You look at, again and again, at Rembrandt’s painting of, shall we say “The Bust of Homer Contemplating Aristotle.” Because, the eyes of the bust of Homer, are looking with contempt at Aristotle, who’s staring off in the distance. Aristotle is almost like the image of Frau Merkel, the Chancellor of Germany. She’s looking off in the distance, while Germany burns. And you have the bust of Homer, and this is intentional! Rembrandt is notorious for what he does with eyes! And in this, you see an expression of his creativity and how it works, especially in the eyes, many of the eyes of the people in the figures of his paintings.

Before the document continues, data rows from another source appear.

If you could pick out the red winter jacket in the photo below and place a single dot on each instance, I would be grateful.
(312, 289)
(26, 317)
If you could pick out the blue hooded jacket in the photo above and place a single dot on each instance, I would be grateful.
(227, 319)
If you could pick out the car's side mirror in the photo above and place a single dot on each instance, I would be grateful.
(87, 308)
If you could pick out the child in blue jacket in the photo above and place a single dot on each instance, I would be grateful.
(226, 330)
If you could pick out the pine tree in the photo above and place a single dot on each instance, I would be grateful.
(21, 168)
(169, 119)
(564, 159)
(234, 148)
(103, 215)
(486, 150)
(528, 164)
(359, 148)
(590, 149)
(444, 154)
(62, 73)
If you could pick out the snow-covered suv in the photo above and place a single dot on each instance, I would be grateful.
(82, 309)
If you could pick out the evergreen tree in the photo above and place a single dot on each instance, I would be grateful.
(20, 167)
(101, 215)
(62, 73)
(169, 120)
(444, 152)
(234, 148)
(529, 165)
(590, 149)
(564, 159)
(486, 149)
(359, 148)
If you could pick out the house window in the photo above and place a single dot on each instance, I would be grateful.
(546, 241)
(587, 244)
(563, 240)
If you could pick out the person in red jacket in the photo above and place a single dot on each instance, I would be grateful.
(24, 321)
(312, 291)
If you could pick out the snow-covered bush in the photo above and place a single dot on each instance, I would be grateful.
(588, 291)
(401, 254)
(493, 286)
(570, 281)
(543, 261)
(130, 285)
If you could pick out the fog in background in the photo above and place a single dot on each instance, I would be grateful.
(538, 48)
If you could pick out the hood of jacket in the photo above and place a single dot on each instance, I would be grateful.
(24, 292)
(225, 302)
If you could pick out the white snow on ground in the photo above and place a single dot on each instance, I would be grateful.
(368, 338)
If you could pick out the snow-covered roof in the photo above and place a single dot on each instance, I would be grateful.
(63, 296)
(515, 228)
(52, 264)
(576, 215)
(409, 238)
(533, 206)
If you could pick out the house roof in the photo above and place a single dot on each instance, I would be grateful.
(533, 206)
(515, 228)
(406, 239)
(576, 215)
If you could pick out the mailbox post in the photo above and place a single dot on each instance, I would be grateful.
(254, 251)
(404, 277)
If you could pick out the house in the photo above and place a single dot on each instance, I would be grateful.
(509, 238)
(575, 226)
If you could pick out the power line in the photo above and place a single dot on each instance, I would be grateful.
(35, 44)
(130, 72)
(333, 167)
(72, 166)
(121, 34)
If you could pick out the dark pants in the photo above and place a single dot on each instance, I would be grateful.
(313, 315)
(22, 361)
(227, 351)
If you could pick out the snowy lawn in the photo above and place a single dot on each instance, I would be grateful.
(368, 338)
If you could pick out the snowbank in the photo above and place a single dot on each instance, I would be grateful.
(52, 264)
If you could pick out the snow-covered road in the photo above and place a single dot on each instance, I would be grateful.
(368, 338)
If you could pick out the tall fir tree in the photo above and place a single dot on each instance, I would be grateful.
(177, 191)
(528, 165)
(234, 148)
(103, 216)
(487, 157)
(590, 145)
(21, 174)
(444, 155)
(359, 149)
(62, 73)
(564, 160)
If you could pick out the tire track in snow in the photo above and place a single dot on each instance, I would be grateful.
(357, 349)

Just like the question of Kepler’s discovery of the principle of gravitation, there’s something so small that it can not be seen, the same thing as the principle of the Leibniz calculus, the same thing as the principle of the Riemannian physics. This: It’s in the very small, which reflects the very large. And you know, you have this fellow, Andras Schiff, a pianist, a very capable fellow—quite fashionable today, but he’s quite capable—he’s done a Beethoven series, I haven’t heard the whole thing completely; I’ve heard sections of the whole thing. I met him a couple of times, and I know something about him. And I know what he’s doing. It’s a rigorous—also he has tremendous physical skills, precision, a highly trained person, very learned. But he uses that power of performance, to express things in a creative way. I know what he does: He does Bach all the time—his basic routine for his practice is Bach: Creativity. And it’s always located in the very small things that most people overlook. It’s always like something out of the corner of your eye.

And what you have to do, is what our young people are doing: Is you have to go through, as we’re doing in this program, from the Pythagoreans, through Plato, through Cusa, through Kepler, through Leibniz and so forth. And by doing that, reliving that, you learn to look out of the corner of your eye at what creativity is, and when you’re trying to educate people, you do the same thing: You try to look out of the corner of your eye, from this kind of experience and concentration, and you recognize what the difference is between man and an animal, man and a beast. And you try to reach that in your audience, or your class—or yourself!